Thirty Days Later: Steaming Forward: 30 Adventures in Time
Page 12
“You’re the She-Wolf that the Commander goes on about?” She asked when we’d reached a quieter hallway.
The Commander? From Rannport? How did he fit into this?
“Sometimes.”
“I thought you’d be taller.”
“I get that a lot.”
She laughed and flashed a smile, opening the bronze and crys-glass double doors to the penthouse.
“Mum! Lupa’s here!” A yell loud enough to make any teenager proud. To be fair, the ongoing party nearly drowned her out.
“Pool!” came the answering call. We skirted the throng to an opulent balcony, as yet uncrowded, probably due to the hunting cat staring through the glass at the party goers like a platter of amuse-bouches. My escort reached up to scratch beneath its diamond collar, and it rested its chin affectionately on her head. I felt the purr through the soles of my feet, boots and all.

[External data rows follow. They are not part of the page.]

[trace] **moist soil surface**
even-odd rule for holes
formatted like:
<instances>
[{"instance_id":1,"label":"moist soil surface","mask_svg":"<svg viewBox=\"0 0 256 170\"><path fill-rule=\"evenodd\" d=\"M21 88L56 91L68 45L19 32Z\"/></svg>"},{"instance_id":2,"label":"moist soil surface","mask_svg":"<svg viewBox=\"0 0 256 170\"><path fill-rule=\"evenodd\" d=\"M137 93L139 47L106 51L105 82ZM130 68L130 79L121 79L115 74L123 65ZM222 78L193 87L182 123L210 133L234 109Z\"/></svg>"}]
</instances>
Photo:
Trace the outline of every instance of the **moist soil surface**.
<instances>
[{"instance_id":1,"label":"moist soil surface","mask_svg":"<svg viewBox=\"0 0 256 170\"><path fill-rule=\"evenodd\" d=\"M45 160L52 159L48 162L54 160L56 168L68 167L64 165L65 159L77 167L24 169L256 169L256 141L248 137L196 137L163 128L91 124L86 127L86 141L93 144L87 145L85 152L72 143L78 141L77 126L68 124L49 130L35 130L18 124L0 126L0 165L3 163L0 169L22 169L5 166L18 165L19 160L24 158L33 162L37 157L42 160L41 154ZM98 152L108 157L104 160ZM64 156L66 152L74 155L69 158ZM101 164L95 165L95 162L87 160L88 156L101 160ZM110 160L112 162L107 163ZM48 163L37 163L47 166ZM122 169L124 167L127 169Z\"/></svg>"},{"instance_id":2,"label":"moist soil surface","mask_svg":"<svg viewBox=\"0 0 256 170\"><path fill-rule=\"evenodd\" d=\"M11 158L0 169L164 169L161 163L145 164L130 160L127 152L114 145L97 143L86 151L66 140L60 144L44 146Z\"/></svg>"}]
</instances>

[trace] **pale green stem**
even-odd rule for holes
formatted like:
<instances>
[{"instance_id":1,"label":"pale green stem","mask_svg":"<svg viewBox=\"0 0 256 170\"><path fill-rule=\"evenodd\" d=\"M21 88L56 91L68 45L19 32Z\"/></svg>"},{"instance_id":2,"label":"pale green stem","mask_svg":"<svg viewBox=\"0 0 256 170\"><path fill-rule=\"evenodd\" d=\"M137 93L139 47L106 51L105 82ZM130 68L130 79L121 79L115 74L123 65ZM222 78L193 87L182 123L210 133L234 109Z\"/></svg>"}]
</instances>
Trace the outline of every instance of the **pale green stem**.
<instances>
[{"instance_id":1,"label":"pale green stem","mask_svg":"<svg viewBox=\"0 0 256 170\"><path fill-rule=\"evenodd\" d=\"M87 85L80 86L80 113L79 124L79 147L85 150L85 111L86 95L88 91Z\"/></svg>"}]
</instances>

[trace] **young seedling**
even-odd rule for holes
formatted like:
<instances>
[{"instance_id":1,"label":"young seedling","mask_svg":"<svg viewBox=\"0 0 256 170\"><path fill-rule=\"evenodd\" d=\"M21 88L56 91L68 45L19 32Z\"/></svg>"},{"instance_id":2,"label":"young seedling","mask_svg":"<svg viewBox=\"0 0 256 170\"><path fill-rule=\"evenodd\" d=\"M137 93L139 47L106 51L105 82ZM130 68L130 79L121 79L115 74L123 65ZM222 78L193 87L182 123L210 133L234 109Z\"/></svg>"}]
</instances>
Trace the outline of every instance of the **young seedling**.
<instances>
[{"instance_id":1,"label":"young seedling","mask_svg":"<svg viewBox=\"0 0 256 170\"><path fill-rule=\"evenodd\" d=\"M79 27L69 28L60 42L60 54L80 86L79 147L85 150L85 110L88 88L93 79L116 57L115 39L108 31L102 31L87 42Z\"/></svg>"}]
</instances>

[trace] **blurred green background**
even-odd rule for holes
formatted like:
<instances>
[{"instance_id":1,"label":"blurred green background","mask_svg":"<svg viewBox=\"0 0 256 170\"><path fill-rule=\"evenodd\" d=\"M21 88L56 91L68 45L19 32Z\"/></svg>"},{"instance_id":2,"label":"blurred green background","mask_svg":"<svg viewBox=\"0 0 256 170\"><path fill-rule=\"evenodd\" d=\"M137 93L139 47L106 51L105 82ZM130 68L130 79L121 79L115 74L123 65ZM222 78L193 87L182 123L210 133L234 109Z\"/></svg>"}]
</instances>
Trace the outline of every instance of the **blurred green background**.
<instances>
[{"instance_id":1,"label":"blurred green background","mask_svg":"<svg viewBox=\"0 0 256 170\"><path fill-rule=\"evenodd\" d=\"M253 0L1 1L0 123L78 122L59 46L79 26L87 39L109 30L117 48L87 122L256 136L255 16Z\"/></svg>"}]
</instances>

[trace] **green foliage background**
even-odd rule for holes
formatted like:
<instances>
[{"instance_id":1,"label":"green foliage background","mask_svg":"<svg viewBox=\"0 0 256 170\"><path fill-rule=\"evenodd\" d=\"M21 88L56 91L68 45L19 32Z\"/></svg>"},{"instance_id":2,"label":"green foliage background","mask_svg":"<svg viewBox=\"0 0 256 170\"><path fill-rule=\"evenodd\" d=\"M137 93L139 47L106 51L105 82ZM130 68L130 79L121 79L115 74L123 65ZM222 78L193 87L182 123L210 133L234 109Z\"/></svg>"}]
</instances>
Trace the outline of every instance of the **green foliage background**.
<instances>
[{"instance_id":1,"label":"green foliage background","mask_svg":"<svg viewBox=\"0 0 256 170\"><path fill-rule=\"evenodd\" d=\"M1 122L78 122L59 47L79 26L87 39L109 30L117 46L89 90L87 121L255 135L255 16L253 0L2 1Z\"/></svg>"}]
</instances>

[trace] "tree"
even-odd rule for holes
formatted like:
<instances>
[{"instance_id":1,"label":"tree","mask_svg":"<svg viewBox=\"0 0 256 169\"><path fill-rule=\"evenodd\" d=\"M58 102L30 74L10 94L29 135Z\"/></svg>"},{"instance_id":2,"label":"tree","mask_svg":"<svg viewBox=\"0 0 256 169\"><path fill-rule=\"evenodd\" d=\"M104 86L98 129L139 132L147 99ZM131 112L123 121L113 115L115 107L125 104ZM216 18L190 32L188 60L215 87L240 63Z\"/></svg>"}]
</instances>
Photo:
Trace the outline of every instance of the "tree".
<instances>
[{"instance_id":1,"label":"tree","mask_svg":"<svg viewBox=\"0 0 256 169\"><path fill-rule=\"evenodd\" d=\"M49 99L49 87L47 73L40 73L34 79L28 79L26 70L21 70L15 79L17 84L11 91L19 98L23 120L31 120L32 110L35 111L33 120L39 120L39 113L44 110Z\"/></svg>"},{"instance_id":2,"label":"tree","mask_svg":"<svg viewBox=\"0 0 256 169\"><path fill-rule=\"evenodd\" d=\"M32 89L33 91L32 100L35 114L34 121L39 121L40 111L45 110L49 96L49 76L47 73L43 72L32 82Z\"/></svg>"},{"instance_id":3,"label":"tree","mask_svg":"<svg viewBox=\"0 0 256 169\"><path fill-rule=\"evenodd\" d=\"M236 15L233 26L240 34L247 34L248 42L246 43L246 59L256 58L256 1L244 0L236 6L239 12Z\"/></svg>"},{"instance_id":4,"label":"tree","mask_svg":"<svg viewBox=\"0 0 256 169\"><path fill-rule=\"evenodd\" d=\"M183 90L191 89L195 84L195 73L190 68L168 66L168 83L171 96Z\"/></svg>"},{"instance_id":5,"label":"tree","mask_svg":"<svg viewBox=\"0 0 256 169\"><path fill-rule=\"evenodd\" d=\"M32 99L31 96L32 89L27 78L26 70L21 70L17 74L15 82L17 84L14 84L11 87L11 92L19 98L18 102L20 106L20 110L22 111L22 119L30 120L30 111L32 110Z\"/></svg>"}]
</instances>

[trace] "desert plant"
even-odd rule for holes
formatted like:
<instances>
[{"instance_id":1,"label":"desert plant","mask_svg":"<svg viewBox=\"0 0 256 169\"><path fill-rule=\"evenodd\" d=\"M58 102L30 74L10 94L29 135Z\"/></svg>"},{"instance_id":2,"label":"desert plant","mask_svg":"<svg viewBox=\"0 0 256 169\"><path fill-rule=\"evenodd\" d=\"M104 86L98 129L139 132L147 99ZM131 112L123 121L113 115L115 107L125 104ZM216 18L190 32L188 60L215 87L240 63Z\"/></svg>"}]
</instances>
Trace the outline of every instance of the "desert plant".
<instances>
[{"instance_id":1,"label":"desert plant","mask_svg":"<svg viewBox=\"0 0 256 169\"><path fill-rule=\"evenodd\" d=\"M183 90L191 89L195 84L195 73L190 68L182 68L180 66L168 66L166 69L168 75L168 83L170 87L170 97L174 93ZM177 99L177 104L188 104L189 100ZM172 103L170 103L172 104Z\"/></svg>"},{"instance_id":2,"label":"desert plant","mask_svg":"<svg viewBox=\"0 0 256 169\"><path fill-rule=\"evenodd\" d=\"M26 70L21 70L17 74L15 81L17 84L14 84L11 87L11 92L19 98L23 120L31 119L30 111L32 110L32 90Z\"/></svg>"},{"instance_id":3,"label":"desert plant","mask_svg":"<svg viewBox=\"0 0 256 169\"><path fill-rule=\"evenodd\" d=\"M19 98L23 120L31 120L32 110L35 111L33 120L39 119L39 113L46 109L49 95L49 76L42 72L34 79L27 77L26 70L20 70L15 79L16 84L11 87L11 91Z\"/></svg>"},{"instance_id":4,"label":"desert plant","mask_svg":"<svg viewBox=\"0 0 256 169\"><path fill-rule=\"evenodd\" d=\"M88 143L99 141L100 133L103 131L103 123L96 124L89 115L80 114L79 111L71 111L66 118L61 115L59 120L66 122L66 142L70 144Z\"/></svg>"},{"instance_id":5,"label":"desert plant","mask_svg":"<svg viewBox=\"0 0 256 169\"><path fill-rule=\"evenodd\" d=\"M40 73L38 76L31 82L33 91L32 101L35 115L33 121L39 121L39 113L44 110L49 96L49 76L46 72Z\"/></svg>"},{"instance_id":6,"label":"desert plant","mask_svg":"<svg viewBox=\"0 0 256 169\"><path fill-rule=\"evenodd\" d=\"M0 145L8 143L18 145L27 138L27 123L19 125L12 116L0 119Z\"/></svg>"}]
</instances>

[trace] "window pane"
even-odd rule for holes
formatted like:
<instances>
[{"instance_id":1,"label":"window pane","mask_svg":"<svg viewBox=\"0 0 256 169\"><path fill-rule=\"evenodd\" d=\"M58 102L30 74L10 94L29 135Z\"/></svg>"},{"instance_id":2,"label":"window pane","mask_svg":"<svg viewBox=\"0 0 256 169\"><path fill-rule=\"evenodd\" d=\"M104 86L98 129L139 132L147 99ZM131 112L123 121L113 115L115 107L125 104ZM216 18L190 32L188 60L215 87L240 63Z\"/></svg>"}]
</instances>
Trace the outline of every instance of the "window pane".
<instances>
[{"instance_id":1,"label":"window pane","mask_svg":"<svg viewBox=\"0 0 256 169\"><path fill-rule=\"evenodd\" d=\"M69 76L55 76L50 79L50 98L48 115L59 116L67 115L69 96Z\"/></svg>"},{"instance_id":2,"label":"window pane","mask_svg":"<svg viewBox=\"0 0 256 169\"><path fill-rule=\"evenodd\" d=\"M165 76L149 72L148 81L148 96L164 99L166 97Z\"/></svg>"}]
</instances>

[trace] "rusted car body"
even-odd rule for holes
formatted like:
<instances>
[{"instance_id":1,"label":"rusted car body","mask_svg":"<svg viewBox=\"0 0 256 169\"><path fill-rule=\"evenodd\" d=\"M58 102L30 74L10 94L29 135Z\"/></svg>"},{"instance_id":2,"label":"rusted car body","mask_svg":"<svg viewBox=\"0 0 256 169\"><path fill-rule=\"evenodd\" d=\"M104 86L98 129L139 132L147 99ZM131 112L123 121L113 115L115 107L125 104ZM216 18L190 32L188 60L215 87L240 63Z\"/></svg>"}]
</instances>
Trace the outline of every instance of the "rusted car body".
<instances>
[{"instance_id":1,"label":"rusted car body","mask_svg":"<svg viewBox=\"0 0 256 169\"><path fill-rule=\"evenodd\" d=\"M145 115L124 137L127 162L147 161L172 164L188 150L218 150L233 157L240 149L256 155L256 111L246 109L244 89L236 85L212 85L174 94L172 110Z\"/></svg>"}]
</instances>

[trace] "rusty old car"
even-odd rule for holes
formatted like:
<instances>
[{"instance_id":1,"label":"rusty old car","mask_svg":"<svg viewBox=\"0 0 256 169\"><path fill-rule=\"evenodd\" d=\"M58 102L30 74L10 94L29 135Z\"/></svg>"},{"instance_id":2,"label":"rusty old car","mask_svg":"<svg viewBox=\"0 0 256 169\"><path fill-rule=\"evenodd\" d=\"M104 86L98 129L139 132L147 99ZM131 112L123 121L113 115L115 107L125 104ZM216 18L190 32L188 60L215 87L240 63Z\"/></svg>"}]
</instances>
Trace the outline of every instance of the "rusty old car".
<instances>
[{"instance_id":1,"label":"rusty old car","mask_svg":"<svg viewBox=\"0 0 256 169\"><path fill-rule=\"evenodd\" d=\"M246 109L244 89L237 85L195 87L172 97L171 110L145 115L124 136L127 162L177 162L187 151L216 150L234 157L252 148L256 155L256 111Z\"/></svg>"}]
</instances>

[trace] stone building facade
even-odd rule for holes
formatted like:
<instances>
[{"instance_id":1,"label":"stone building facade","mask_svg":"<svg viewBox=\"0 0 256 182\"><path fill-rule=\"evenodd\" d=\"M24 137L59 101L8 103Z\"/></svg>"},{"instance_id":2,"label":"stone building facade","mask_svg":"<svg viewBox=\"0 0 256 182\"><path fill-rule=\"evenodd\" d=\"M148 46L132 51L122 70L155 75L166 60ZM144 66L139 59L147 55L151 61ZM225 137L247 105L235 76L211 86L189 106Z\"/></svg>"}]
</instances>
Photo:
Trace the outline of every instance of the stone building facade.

The foo pups arrayed themselves in front of me and started a glare-off with the cat, who gave one imperious look and then turned back to watching the guests and licking its chops. My escort slid the glass door shut behind us, flopped onto a lounge chair at the edge of a pool that seemed to drop off the edge of the building into starlight, and proceeded to ignore us in favor of pulling a top-end musicon from her reticule and fiddling with the dial until the right tune poured out. Over my Head by No Moss. How appropriate.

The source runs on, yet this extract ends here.